A saga 46 years in the making, Stephen King’s The Dark Tower series is finally seeing a film adaptation starring Idris Elba and Matthew McConaughey.
In an exclusive interview with Entertainment Weekly, King and screenwriter-director Nikolaj Arcel (Truth About Men, A Royal Affair) spoke of the new project and the challenge of appeasing longtime fans while remaining true to the essence of the story. Elba will play Roland Deschain, otherwise known as the gunslinger whose quest to reach the titular tower is matched by a sinister character known as the man in black, to be played by McConaughey. Though Deschain is white in the book, both Arcel and King applaud the revisionist casting, citing Elba’s work in The Wire and Beasts of No Nation as evidence of his ability to embody the character itself, regardless of race. In King’s own words: “For me the character is still the character. It’s almost a Sergio Leone character, like ‘the man with no name’ … [He] can be white or black, it makes no difference to me. I think it opens all kind of exciting possibilities for the backstory.”

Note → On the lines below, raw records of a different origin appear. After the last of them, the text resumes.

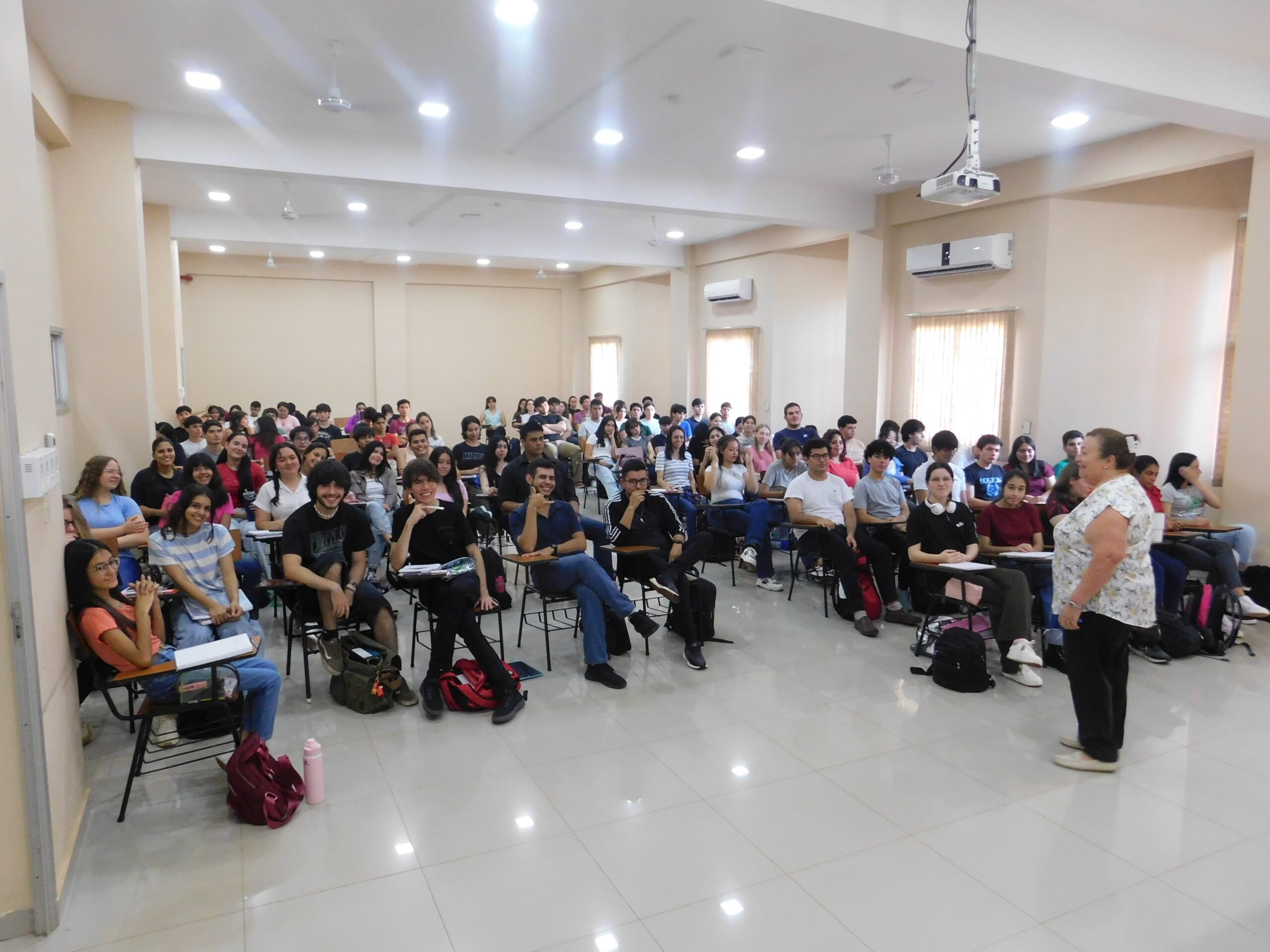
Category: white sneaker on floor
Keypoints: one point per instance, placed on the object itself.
(1026, 677)
(1251, 610)
(1024, 653)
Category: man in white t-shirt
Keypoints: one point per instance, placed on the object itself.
(943, 447)
(824, 502)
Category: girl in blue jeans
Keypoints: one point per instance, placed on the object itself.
(130, 635)
(728, 481)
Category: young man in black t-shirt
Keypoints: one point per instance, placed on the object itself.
(432, 532)
(324, 547)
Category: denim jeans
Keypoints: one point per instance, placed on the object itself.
(258, 679)
(381, 525)
(752, 518)
(584, 579)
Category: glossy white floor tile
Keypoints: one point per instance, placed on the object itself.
(803, 792)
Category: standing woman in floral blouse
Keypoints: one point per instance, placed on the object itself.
(1104, 588)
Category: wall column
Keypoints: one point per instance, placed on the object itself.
(1249, 454)
(97, 201)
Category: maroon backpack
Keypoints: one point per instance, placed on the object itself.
(263, 791)
(475, 695)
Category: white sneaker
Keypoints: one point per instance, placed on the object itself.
(1251, 610)
(1023, 653)
(163, 731)
(1026, 677)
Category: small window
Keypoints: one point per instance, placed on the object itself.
(62, 379)
(606, 367)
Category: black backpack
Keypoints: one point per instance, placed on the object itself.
(1178, 636)
(700, 602)
(960, 663)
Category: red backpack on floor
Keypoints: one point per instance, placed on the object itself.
(465, 688)
(263, 791)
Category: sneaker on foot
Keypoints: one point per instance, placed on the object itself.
(1025, 676)
(163, 731)
(606, 676)
(1152, 653)
(902, 616)
(665, 587)
(508, 708)
(645, 626)
(1024, 653)
(332, 658)
(434, 705)
(693, 655)
(865, 626)
(1251, 610)
(1080, 761)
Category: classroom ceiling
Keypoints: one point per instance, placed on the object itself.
(686, 82)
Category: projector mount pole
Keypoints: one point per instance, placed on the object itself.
(972, 23)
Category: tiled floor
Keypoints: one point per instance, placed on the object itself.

The man in black, on the other hand, is such an enigmatic and elusive character that it will be interesting to watch McConaughey’s interpretation. Another challenging part of the project is the possibility of an accompanying television series that would serve as a prequel to the film(s).
After eight books and decades of fan support, will this fresh take on the story -- and that of film adaptation itself -- be enticing enough to appeal to both newbies and those familiar with the characters and events? When you consider all the classic King film adaptations, from Carrie to The Shining, from Stand By Me to The Shawshank Redemption, they all have varying degrees of faithfulness to the original stories. Sometimes, a character’s weight or overall look was altered (as with Carrie White). Other times, a character’s race was changed (Ellis “Red” Redding was a red-haired Irishman in the 1982 novella Rita Hayworth and the Shawshank Redemption, but was immortalized by Morgan Freeman in the 1994 film). The Shining is a prime example of a director flat-out making his own story off the source novel, as King famously hated Kubrick’s cinematic vision and fans remain polarized as to which was better. As to the precise degree that the Tower film(s) will follow the books, the only guarantee I can sense is that it will be better than 1990’s Graveyard Shift.